Fig. 4 Umbrella trial design.
“Super Umbrella Trials” are a combination of bucket trials and umbrella trials. They
can be thought of as umbrella trials in which tumors of different histologies can
be enrolled. An example is the National Cancer Institute Molecular Analysis for Therapy
Choice (MATCH) trial,[3] which covered 18 biomarkers, 12 different treatments, and patients with both common
and rare cancers.
Adoptive Platform Trials
Adaptive platform trial are significantly different from traditional RCTs.[4] They are designed to run perpetually, testing multiple-targeted therapies one after
the other. Varied treatments and patient populations can enter or leave the platform
during the lifetime of the trial, as determined by a decision algorithm. The substudies
are continually modified based on the results of preplanned interim analyses performed
to evaluate the futility or efficacy of each targeted therapy. These adaptations,
such as response-adaptive randomization, result in the modification of treatment assignments,
addition/termination of study arms, and the transitioning of the trials from one phase
to the next. These adaptations can be retrospective, concurrent, or prospective. Like
umbrella trials, these too are large-scale, long-term studies, and expensive to execute.
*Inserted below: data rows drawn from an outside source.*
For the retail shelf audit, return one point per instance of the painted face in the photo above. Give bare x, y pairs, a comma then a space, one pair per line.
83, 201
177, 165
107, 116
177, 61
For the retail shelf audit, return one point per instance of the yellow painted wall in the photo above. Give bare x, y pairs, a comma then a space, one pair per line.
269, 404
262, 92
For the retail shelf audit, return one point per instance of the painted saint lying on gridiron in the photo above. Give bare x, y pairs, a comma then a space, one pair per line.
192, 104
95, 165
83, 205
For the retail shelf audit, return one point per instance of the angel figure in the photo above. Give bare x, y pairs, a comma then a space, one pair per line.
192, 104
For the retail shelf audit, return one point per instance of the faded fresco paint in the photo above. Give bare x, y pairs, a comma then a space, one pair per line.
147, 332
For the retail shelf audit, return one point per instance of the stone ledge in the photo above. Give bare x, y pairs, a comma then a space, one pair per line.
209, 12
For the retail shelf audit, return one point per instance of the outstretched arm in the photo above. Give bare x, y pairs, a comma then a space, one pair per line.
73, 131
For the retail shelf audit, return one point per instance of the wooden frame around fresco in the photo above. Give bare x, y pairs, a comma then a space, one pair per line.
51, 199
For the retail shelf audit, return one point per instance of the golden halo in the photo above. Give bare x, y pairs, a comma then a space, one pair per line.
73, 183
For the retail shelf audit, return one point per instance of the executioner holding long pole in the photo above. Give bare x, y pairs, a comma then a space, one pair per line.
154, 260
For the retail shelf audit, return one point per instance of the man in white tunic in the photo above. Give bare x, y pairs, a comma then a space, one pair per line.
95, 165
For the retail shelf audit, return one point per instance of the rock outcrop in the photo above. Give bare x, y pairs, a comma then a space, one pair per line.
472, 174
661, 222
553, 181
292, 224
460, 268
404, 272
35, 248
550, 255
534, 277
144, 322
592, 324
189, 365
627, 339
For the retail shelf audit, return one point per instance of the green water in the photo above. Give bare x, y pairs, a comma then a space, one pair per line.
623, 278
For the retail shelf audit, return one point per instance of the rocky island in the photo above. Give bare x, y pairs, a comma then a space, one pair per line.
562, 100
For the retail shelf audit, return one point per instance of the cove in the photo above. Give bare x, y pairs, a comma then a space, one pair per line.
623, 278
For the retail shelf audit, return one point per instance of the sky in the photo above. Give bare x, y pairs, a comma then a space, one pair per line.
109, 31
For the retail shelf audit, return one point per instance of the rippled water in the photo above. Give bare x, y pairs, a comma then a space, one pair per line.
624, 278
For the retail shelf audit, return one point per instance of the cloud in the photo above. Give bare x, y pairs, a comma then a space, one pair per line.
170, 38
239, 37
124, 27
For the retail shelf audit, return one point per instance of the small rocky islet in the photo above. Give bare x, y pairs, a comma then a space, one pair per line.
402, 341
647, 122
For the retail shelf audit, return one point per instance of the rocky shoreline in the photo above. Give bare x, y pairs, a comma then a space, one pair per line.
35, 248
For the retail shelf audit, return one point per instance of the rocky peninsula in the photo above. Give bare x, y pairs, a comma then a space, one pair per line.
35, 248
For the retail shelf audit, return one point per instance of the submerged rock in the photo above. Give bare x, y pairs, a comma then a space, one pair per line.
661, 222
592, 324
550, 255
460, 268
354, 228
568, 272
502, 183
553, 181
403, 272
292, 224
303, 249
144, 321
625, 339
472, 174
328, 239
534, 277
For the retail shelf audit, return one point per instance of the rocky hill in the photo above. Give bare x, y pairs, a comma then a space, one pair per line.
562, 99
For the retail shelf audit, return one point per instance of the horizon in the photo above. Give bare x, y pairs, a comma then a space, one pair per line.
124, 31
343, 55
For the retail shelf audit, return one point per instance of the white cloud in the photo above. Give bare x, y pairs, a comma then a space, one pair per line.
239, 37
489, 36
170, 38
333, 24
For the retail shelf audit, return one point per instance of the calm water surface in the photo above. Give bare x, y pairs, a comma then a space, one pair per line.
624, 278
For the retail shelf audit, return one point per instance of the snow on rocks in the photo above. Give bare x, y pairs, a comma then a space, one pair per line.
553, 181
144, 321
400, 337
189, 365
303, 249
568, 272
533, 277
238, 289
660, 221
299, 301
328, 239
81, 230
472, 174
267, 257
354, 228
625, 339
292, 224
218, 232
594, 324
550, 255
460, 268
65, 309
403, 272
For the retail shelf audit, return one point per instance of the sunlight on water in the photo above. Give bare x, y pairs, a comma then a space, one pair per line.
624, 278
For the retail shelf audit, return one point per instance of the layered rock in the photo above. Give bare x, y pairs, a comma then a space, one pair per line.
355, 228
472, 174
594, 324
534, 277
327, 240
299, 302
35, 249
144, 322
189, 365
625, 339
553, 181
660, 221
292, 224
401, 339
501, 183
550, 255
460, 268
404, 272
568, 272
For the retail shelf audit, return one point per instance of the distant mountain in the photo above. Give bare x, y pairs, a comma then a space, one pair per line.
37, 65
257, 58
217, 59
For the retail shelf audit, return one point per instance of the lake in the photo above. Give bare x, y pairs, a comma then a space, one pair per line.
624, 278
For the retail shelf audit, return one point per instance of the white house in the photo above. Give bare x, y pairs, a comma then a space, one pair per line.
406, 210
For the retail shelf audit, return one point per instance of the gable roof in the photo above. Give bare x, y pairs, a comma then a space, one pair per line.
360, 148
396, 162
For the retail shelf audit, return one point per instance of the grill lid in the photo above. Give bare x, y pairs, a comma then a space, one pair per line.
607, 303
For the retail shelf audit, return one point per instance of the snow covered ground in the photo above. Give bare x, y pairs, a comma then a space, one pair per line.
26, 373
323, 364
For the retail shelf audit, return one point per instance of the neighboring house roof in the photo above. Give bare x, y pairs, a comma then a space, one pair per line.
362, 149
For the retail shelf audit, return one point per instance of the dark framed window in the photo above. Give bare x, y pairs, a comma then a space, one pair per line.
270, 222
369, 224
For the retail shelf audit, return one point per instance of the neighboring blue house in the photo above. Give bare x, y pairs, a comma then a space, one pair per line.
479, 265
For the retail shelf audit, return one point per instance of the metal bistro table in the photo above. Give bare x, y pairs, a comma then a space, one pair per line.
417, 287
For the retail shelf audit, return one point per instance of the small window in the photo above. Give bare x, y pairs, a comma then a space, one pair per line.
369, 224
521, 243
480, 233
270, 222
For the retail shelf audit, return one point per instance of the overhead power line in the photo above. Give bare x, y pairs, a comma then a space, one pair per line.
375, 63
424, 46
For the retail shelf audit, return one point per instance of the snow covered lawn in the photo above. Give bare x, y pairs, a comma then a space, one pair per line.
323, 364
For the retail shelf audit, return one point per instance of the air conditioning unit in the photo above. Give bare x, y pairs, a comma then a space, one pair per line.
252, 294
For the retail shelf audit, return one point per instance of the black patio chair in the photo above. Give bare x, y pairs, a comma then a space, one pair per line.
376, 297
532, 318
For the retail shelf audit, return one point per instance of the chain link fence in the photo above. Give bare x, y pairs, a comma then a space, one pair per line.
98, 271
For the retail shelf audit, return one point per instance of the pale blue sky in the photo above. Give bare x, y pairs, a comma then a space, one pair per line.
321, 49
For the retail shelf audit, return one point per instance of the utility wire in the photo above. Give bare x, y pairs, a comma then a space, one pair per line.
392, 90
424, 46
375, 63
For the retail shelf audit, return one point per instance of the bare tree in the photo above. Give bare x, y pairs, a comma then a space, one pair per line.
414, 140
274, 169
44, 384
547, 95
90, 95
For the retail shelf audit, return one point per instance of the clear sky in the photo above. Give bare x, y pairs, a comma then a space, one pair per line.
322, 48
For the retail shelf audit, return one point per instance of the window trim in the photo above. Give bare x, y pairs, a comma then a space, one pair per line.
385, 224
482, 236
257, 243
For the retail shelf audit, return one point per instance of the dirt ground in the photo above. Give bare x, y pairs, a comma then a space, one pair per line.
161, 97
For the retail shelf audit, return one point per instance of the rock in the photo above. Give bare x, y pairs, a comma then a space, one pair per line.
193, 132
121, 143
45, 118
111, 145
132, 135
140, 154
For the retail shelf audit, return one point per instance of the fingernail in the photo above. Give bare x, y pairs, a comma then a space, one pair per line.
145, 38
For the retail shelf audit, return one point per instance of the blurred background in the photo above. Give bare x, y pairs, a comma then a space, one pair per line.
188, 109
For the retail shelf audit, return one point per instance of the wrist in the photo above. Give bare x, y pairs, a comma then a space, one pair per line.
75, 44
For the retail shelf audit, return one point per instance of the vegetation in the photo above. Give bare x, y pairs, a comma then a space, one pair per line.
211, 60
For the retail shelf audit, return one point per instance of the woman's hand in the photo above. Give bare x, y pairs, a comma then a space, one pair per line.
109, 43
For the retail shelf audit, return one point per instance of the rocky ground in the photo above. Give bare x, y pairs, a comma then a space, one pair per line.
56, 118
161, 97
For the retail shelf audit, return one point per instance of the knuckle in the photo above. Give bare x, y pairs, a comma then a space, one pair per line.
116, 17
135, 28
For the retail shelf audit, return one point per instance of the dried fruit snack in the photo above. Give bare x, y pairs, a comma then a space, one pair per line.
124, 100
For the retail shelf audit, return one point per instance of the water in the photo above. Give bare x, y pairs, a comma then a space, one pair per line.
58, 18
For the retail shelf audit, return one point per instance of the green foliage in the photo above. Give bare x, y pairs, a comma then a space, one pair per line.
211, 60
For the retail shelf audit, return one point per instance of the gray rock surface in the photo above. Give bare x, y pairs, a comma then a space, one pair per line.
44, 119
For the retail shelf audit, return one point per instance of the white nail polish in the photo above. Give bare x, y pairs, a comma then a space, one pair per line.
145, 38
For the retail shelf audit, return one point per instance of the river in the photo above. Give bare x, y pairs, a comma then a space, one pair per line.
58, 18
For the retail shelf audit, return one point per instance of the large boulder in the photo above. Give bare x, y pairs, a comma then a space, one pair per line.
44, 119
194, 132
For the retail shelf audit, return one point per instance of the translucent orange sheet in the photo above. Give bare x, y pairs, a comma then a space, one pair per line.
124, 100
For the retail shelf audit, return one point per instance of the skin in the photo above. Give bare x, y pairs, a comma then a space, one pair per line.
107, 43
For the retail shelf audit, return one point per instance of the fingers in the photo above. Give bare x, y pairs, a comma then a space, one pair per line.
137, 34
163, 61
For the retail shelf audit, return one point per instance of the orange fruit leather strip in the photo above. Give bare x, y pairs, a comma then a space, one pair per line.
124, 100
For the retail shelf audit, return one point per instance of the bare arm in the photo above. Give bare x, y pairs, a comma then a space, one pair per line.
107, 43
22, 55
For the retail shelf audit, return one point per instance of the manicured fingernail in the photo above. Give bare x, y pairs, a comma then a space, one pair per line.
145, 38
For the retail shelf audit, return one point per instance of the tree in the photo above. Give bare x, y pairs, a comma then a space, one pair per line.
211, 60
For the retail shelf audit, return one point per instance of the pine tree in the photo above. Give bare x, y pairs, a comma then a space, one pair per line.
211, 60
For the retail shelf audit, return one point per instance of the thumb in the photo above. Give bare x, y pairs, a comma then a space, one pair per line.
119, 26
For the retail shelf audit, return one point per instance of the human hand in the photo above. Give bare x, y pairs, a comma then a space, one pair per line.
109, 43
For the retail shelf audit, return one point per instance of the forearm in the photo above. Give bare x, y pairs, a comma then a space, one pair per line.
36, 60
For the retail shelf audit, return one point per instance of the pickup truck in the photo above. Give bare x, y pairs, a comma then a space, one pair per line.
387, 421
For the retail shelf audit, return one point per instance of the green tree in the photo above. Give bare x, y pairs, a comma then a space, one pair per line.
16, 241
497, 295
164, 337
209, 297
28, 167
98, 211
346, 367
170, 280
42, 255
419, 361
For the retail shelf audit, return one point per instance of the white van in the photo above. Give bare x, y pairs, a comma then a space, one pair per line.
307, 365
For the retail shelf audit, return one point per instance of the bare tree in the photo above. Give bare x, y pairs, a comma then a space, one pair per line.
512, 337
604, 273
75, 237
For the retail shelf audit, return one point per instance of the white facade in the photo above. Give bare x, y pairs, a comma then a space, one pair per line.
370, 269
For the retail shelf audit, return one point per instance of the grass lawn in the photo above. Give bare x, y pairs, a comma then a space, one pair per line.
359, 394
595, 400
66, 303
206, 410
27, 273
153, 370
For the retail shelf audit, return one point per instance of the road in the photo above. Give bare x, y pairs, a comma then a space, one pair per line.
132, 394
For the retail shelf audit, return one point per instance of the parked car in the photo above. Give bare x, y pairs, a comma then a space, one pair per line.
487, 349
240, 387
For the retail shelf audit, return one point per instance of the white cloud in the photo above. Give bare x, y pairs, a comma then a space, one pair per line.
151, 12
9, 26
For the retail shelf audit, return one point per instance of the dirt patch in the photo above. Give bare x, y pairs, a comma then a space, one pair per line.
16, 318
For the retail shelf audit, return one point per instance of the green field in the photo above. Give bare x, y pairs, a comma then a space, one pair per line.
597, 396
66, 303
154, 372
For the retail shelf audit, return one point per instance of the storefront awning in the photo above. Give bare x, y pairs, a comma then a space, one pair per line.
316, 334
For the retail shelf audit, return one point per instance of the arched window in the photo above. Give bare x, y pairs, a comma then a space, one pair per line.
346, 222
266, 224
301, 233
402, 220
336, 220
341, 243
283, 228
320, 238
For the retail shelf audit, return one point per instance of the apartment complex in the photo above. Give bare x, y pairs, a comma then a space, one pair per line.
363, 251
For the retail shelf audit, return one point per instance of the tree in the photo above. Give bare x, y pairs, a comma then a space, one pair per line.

However, they require fewer patients overall, have faster accrual, and are more efficient
than classical clinical trial designs. One such trial is the I-SPY 2 (Investigation
of Serial studies to Predict Your therapeutic response with imaging and molecular
analysis 2) study, which has been continually running since 2010. It is an open-label
phase II trial comparing the efficacy of a combination of experimental and standard
chemotherapy drugs versus standard chemotherapy alone, for women with newly diagnosed,
locally advanced breast cancer (stage II/III), before surgical resection. Pathological
complete response is the primary outcome.